De Laurentiis è una garanzia per l’Agrigento

Il centro di Guardiagrele da quattro anni in Sicilia. Sabato a Livorno protagonista all’All Star Game
GUARDIAGRELE. Non è uno che segna molto perché il suo ruolo si divide tra difesa, recuperi palla, lavoro sotto canestro, contrasti, anche gomitate quando servono. Però in una gara ha realizzato 18 punti, 10 a Trapani lo scorso 26 dicembre, 7 contro il Biella nel giorno dell’Epifania. Ad Agrigento, dove gioca da quattro anni, c’è arrivato da Castel Fiorentino, serie B2, con la squadra siciliana che militava in B1: nella Fortitudo, come esordio in terra degli agrumi e al primo anno in quella categoria, uscì a testa alta dai play off nella semifinale persa contro il Matera. L’anno dopo, però, si è riscattato insieme alla squadra vincendo il campionato con l’approdo in A2. E la scorsa primavera ha sfiorato addirittura l’accesso in A1 nelle cinque gare della finale playoff contro il Torino: finì 3-2 per i piemontesi.
Adesso, nel campionato di A2 Ovest, Rino De Laurentiis, 23 anni, di Guardiagrele, si gode il secondo posto in classifica nel girone di ritorno con la qualificazione ormai nel cassetto per la Final eight di Coppa Italia in programma a Rimini dal 4 al 6 marzo prossimi.
«La sconfitta nella finale per la serie A1 brucia ancora», ricorda il centro-ala, 206 centimetri, un passato come portiere di calcetto, «anche perché eravamo al primo campionato di A2 e, proprio perché neo promossi, non pensavamo di arrivare così tanto in alto. L’obiettivo era salvarsi. E invece chiudemmo il campionato ottavi: poi ai playoff eliminammo il Verona, fino ad allora imbattuta. Avevamo una marcia in più e giocammo in ogni gara come dei leoni fino alla finalissima». A questi ritmi ogni squadra fa molti cambi durante le partite ma De Laurentiis ha giocato sempre come titolare. «Dal primo anno che arrivai ad Agrigento», riprende De Laurentiis, «il mio fu un continuo crescendo nel minutaggio. Oggi ho 20-25 minuti di media per gara. Abbiamo obiettivi diversi da quelli dell’anno passato: c’è quasi la stessa squadra, con sei decimi del roster confermati, il gruppo di italiani è rimasto, due americani sono nuovi così come due under. Ci conosciamo bene nel gruppo. In tre, poi, stiamo qui da quattro anni. Ad Agrigento», sottolinea il lungo, «è come se mi avessero adottato, il posto è fantastico e le temperature alte che nella mia Guardiagrele si sognano. Certo, non c’è l’università e molti ragazzi vanno via, ma per giocare si lavora bene, con un pubblico fantastico, in media 1.500 spettatori a partita che non drammatizzano se una volta la Moncada perde. Non siamo a Bologna o a Treviso ma il basket qui è cresciuto molto di recente. Il mio domani? Voglio migliorarmi sempre e andare in A1. L’obiettivo è di crescere dal punto di vista umano e sportivo e Agrigento è la città ideale».

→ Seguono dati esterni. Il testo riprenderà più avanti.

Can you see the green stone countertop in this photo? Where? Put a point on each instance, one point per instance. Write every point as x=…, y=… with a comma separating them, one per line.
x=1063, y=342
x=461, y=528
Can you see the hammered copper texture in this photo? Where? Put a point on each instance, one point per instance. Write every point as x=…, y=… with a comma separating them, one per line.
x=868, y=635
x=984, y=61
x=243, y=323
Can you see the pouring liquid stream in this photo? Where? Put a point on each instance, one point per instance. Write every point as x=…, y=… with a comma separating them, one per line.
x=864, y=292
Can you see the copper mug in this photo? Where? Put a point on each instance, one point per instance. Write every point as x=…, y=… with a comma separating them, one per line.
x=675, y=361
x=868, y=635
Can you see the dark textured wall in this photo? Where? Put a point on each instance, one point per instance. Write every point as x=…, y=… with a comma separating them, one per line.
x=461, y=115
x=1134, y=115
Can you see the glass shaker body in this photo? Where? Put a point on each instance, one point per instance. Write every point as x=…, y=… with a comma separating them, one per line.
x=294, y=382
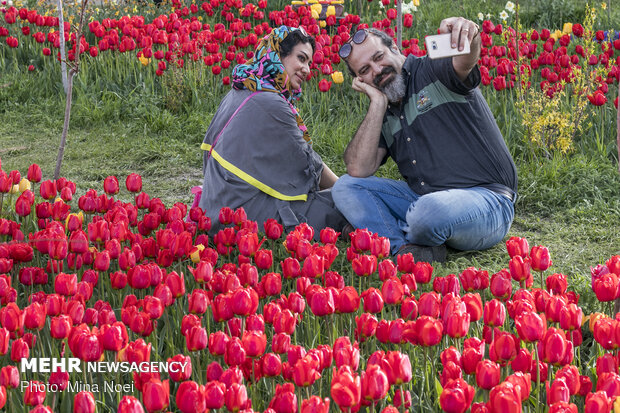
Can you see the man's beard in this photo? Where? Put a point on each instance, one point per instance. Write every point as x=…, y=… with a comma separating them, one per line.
x=395, y=89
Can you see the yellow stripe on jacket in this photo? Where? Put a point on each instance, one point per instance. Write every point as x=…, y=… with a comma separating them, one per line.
x=250, y=179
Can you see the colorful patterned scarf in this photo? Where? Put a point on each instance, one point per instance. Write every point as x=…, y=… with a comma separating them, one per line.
x=265, y=72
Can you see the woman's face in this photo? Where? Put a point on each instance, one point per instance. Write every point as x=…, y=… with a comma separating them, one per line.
x=297, y=64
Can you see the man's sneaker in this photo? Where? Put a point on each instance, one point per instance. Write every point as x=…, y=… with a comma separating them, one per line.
x=424, y=253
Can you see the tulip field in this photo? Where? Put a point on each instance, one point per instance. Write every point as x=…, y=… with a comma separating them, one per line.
x=116, y=296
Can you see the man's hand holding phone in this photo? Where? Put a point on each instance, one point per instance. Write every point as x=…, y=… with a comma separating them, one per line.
x=440, y=45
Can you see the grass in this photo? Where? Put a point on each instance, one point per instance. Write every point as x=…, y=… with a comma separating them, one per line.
x=569, y=204
x=120, y=125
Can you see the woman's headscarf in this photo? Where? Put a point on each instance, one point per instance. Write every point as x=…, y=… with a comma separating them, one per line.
x=265, y=72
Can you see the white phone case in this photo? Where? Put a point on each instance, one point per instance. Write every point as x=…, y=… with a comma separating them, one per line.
x=438, y=46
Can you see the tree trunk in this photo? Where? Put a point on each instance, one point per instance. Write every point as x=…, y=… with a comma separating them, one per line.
x=399, y=24
x=65, y=128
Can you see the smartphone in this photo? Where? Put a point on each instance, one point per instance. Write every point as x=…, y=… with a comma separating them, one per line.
x=439, y=46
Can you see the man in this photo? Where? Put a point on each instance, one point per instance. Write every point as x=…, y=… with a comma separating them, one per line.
x=430, y=117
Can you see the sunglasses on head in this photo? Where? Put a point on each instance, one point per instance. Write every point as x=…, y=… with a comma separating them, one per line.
x=358, y=37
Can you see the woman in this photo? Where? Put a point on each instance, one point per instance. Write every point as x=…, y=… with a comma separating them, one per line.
x=258, y=153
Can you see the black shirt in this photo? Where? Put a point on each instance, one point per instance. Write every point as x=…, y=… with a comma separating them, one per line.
x=442, y=135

E Roseto e Chieti, che giocano nel girone Est, come li vedi? «Se continuano ad impegnarsi possono fare un ottimo campionato, possono pensare ai playoff e forse ci scontreremo. E per me sarebbe bellissimo giocare qualche partita di quella fase in Abruzzo».
Con la Proger Chieti, con la quale è cresciuto nei primi anni di basket, non è che si sia lasciato nel migliore dei modi. «Mi ricontattarono per tornare», si limita a dire, «ma ho avuto offerte anche da altre società e comunque al momento sto bene qui».
Lo scorso 7 dicembre, a conclusione delle votazioni online per l’All Star Game di Serie A2, De Laurentiis, è stato l’unico cestista under 23 convocato per la selezione Ovest: il beniamino dei tifosi agrigentini è risultato il più votato in assoluto, l’unico a superare il muro delle 2.000 preferenze. E sabato scorso ha giocato nell’importante appuntamento a Livorno, davanti agli occhi di papà Emidio, di mamma Lella e del fratello Mattia. Ieri era a Guardiagrele ma con la valigia già pronta per tornare in Sicilia: domenica prossima deve affrontare l’Agropoli in campionato. «Ad Agrigento parlo molto con gli amici di Guardiagrele e dell’Abruzzo», conclude, «e quelle poche volte torno a casa riparto con almeno 500 arrosticini: glieli ho fatti scoprire io ai miei compagni di squadra e ne vanno tutti matti».